How do you find the antiderivative of # {(e^x)/ [(e^(2x)) - 1]}#?

1 Answer
Oct 22, 2016

Answer:

#ln(sqrt(e^(2x)-1)/(e^x+1))+C#

Explanation:

#I=inte^x/(e^(2x)-1)dx#

Let #u=e^x# so that #du=e^xdx#:

#I=inte^x/((e^x)^2-1)dx=int1/(u^2-1)du#

Now, we can ley #u=sectheta#. This implies that #du=secthetatanthetad theta#.

Plugging these in:

#I=int(secthetatantheta)/(sec^2theta-1)d theta#

Note that #1+tan^2theta=sec^2theta#, so #sec^2theta-1=tan^2theta#:

#I=int(secthetatantheta)/tan^2thetad theta#

#I=intsectheta/tanthetad theta#

#I=int1/costheta(costheta/sintheta)d theta#

#I=intcsctheta#

This is a fairly common integral:

#I=-ln(abs(csctheta+cottheta))#

We need to rewrite this using #u=sectheta#. This means we have a right triangle where #u# is the hypotenuse, #1# is the side adjacent to #theta#, and #sqrt(u^2-1)# is the side opposite #theta#.

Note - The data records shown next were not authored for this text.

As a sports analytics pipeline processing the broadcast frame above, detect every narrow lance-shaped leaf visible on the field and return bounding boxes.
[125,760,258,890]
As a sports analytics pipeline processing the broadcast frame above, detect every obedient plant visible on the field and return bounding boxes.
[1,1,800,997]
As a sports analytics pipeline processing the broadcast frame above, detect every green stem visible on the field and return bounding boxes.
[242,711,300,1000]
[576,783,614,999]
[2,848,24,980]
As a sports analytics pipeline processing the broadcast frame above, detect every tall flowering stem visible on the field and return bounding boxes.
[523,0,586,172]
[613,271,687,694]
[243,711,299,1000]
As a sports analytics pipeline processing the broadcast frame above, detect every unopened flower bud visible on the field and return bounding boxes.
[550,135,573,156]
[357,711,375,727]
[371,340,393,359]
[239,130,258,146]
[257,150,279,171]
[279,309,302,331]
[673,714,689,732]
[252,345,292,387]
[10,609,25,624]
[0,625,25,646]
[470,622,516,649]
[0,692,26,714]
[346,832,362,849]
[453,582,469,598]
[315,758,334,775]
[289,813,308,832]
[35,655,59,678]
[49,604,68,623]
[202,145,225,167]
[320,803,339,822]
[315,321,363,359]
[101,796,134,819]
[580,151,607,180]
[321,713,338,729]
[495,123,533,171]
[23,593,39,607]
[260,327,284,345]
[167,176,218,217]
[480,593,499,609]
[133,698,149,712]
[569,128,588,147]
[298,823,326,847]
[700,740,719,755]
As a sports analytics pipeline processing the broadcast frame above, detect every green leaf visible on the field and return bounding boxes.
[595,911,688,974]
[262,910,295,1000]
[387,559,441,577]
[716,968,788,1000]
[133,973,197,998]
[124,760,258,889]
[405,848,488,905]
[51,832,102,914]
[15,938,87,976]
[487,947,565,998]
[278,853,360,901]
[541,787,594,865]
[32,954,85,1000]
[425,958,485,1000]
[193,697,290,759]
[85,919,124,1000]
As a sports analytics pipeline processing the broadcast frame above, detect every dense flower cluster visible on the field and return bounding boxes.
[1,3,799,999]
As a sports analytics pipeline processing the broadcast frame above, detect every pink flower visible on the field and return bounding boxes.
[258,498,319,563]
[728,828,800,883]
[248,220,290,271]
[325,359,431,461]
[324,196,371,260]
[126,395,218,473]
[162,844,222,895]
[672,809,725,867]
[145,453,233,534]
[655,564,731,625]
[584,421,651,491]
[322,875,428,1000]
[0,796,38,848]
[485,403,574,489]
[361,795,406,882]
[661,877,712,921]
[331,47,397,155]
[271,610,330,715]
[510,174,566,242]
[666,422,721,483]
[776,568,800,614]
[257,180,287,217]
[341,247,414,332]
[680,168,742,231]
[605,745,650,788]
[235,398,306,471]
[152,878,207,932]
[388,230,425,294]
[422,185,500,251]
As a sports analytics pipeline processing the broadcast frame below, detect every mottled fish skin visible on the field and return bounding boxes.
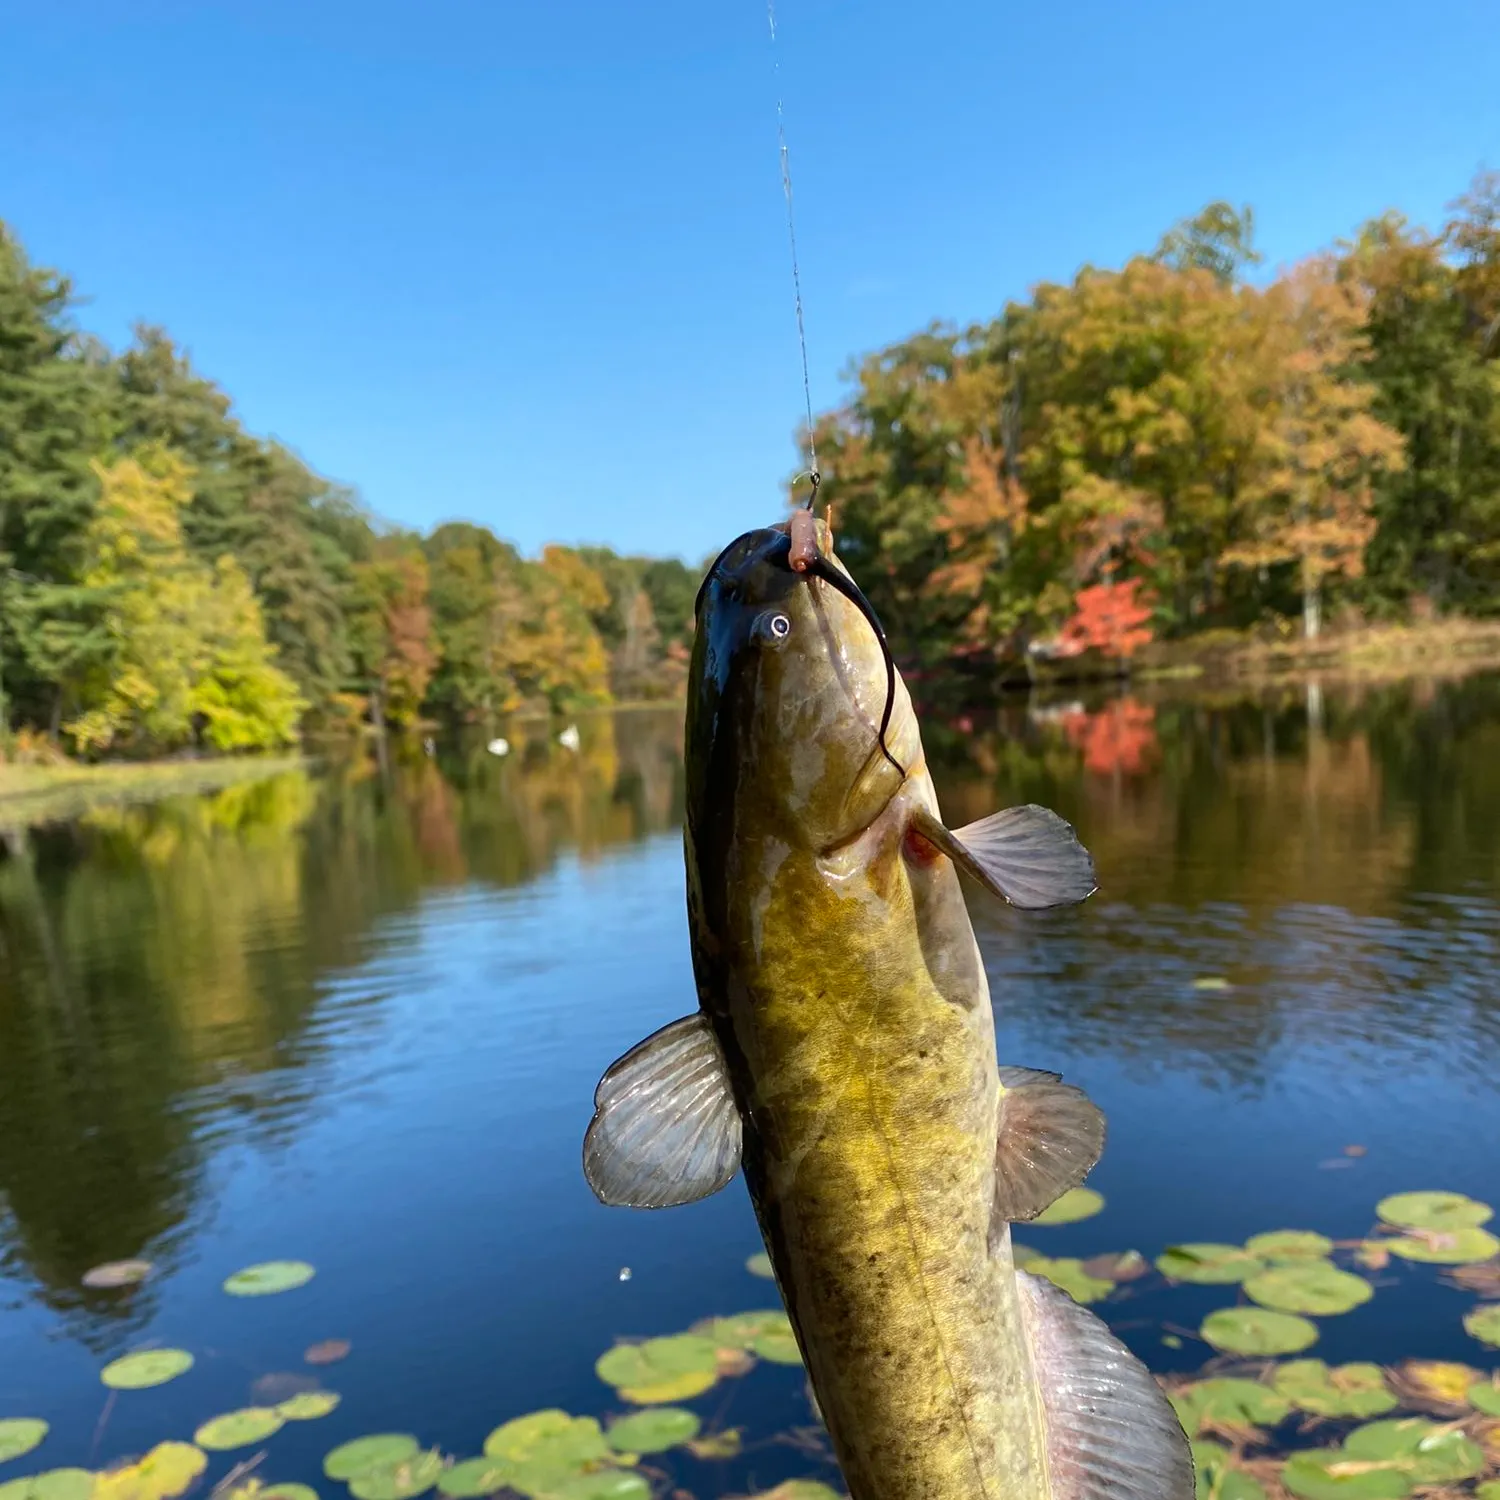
[685,524,1048,1500]
[587,519,1194,1500]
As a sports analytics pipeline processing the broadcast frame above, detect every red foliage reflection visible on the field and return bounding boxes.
[1061,697,1159,776]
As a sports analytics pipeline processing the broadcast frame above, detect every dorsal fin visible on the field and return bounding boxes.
[1017,1268,1195,1500]
[992,1066,1106,1229]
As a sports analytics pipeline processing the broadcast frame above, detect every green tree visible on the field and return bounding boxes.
[348,535,440,731]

Thus #csctheta=u/sqrt(u^2-1)# and #cottheta=1/sqrt(u^2-1)#.

So:

#I=-ln(abs(u/sqrt(u^2-1)+1/sqrt(u^2-1)))+C#

#I=-ln(abs((u+1)/sqrt(u^2-1)))+C#

Bringing in the negative #1# as an exponent through the rule #Blog(A)=log(A^B)#:

#I=ln(abs(sqrt(u^2-1)/(u+1)))+C#

Through #u=e^x#:

#I=ln(abs(sqrt(e^(2x)-1)/(e^x+1)))+C#

Notice that #sqrt(e^(2x)-1)>0# and #e^x+1>0# for all values of #x#, so the absolute value bars can be removed:

#I=ln(sqrt(e^(2x)-1)/(e^x+1))+C#